Here are some signs and notices in fractured English that have been spotted in various parts of the world. Enjoy them!

In a Bangkok temple:
It is forbidden to enter a woman even a foreigner if dressed as a man.

In a Vienna hotel:
In case of fire, do your utmost to alarm the hotel porter.

In the offices of a loan company:
Ask about our plans for owning your home.

In the window of an Oregon store:
Why go elsewhere and be cheated when you can come here?

In a city restaurant:
Open seven days a week and weekends.

On a restroom dryer at O'Hare Field in Chicago:
Do not activate with wet hands.

Hotel brochure, Italy:
This hotel is renowned for its piece and solitude. In fact, crowds from all over the world flock here to enjoy its solitude.

At a Budapest zoo:
Please do not feed the animals. If you have any suitable food, give it to the guard on duty.

At a zoo in Nanjing, China:
Please don't hurt the animals while teasing them.

Outside a Paris dress shop:
Dresses for streetwalking.

In a Copenhagen airline ticket office:
We take your bags and send them in all directions.

Sign in Egyptian hotel:
If you require room service, please open door and shout, "Room service!"

In a Tokyo hotel:
Is forbidden to steal hotel towels please. If you are not a person to do such thing is please not to read notis.

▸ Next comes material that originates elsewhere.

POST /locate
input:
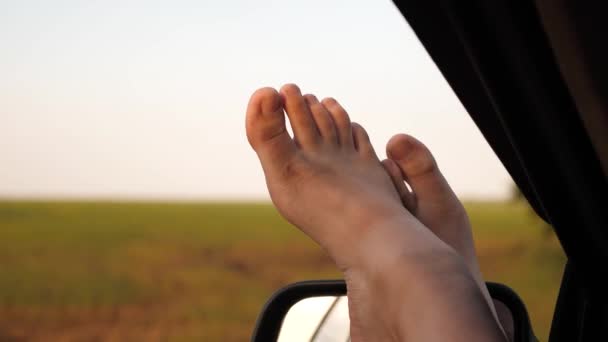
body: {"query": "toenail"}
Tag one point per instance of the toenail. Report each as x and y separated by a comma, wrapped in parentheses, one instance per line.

Tokyo hotel's rules and regulations:
Guests are requested not to smoke or do other disgusting behaviors in bed.

In another Japanese hotel room:
Please to bathe inside the tub.

On the box of a clockwork toy made in Hong Kong:
Guaranteed to work throughout its useful life.

A sign on the door leading to an outside smoking area in Japan:
Building asks a smoked visitor in the outside smoking section that you cannot smoke in.

An advert for Tokai University Open House Day:
Tokai University Open campus for your mind only.

In a Czechoslovakian tourist agency:
Take one of our horse-driven city tours—we guarantee no miscarriages.

In a Yugoslavian hotel:
The flattening of underwear with pleasure is the job of the chambermaid.

In a hotel in Athens:
Visitors are expected to complain at the office between the hours of 9 and 11 a.m. daily.

In a Nairobi restaurant:
Customers who find our waitresses rude ought to see the manager.

On the main road to Mombasa, leaving Nairobi:
Take notice: when this sign is underwater, this road is impassable.

In a Japanese hotel:
You are invited to take advantage of the chambermaid.

Spotted in a safari park:
Elephants please stay in your car

Notice in a field:
The farmer allows walkers to cross the field for free, but the bull charges

On the menu of a Polish hotel:

Salad a firm's own make; limpid red beet soup with cheesy dumplings in the form of a finger; roasted duck let loose; beef rashers beaten up in the country people's fashion.

Advertisement for donkey rides in Thailand:
Would you like to ride on your own ass?

A sign posted in Germany's Black Forest:
It is strictly forbidden on our Black Forest camping site that people of different sex, for instance, men and women, live together in one tent unless they are married with each other for that purpose.